Comment: Re:O...okay? (Score 1) 134

by Pav (#48956347) Attached to: Inkscape Version 0.91 Released
Opinions differ... I've seen secretaries balk at LibreOffice, but that's understandable - they're topic experts, and noone wants to throw away so much experience with a product for minimal gain. I've also spoken to a technical writer, and she said she was forced to move to LibreOffice to support her workflow (stylesheet related problems... can't remember exactly what her issue was), but she was glad she made the effort. I haven't spoken to any topic experts about GIMP, but personally GIMP does much more than I ever think I'd need, and frankly I'm lost in front of Photoshop anyway and never wasted the time to get familiar.

Comment: Re:Stop trying to win this politically (Score 1) 786

by Pav (#48786499) Attached to: Michael Mann: Swiftboating Comes To Science
Without an atmosphere we'd have -387 Fahrenheit (-233 Celsius) at night and 253 Fahrenheit (123 Celsius) during the day... so what's your point? Fine tuning couldn't be useful?? My hometown is much more bearable in summer during the night due to being inland (ie. less humid, lower temperatures). I'm not excited about everywhere progressively becoming less bearable due to higher CO2. The fossil record tells us that ocean acidification could be the greater danger in any case - marine algae (estimated to produce 50%-85% of the worlds oxygen) needs to create carbonate skeletons that are vulnerable. Even tough oysters are already dying off in many places.

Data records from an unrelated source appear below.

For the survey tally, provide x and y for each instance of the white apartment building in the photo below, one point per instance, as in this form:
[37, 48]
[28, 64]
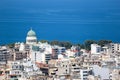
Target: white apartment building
[95, 49]
[84, 73]
[114, 48]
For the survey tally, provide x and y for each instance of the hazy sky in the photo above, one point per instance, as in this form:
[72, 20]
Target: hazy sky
[74, 20]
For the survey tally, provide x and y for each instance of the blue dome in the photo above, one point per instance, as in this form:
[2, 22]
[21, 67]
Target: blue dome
[31, 33]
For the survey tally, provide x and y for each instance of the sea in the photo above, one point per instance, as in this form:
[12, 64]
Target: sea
[63, 20]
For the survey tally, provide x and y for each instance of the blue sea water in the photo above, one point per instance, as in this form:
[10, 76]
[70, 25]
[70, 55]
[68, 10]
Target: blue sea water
[64, 20]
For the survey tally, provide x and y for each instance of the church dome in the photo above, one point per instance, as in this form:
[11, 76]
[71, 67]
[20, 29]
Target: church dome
[31, 33]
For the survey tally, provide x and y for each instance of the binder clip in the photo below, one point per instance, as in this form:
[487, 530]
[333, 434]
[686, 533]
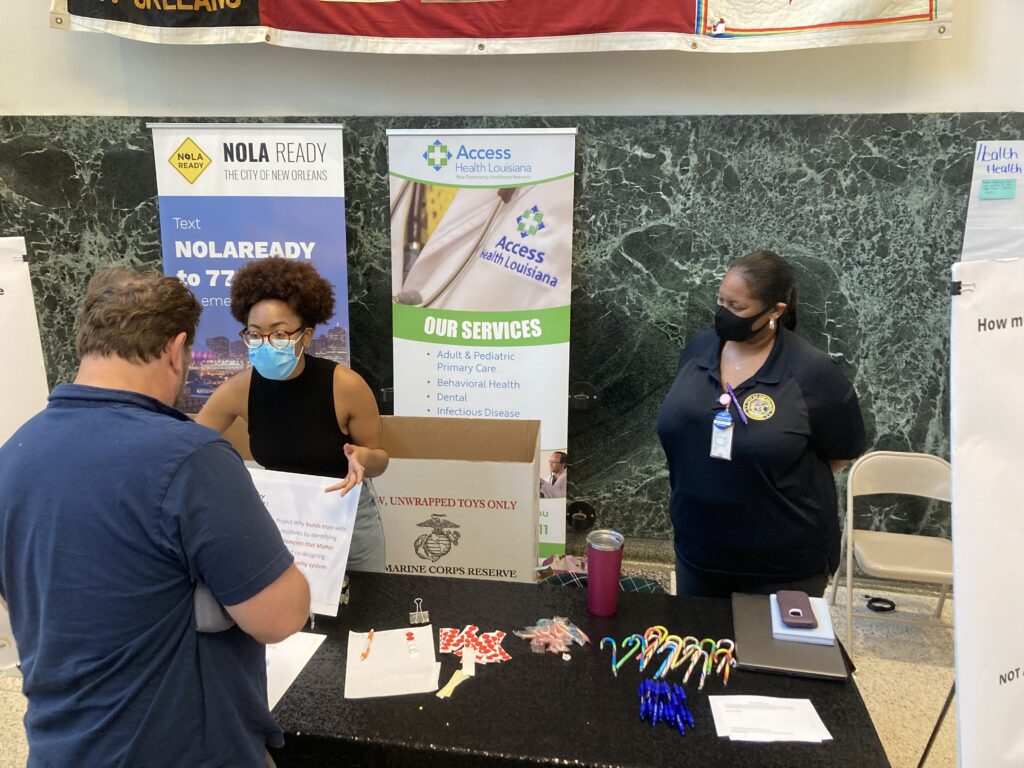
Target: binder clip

Comment: Re:But *are* there enough eyes? (Score 1) 255

by Pav (#48734177) Attached to: 2014: The Year We Learned How Vulnerable Third-Party Code Libraries Are
I'd imagine elements of this question are amenable to analysis eg. estimates can be made of the number of: * security bugs per 10,000 LOC * the likelyhood of a "set of eyes" to discover these Given these two, how many orders of magnitude "friendly eyes" (of equivalent skill) are required to make a malicious 0-day acceptably unlikely given XYZ million LOC on a given system.

Comment: Re: ...."had not had to endure hospital-like care. (Score 2) 231

by Pav (#48408131) Attached to: The Dutch Village Where Everyone Has Dementia
I'm in another country (Australia), and I've recently experienced both private and public care due to a stage IV melanoma. I went private because I genuinely felt I would have better care, but got a post-op infection, and some of what I saw worried me. I checked myself into the public system for my second operation and did indeed recieve much better care - In particular wound management seemed much more professional. I've since spoken to people who have worked in both systems (nuclear physicist and a couple of nurses) and the consensus was that on average public system care is superior. I heard yesterday on Australias ABC that private hospitals are a few years behind in infection management, and I'm not surprised.

Mr. Cole's Axiom: The sum of the intelligence on the planet is a constant; the population is growing.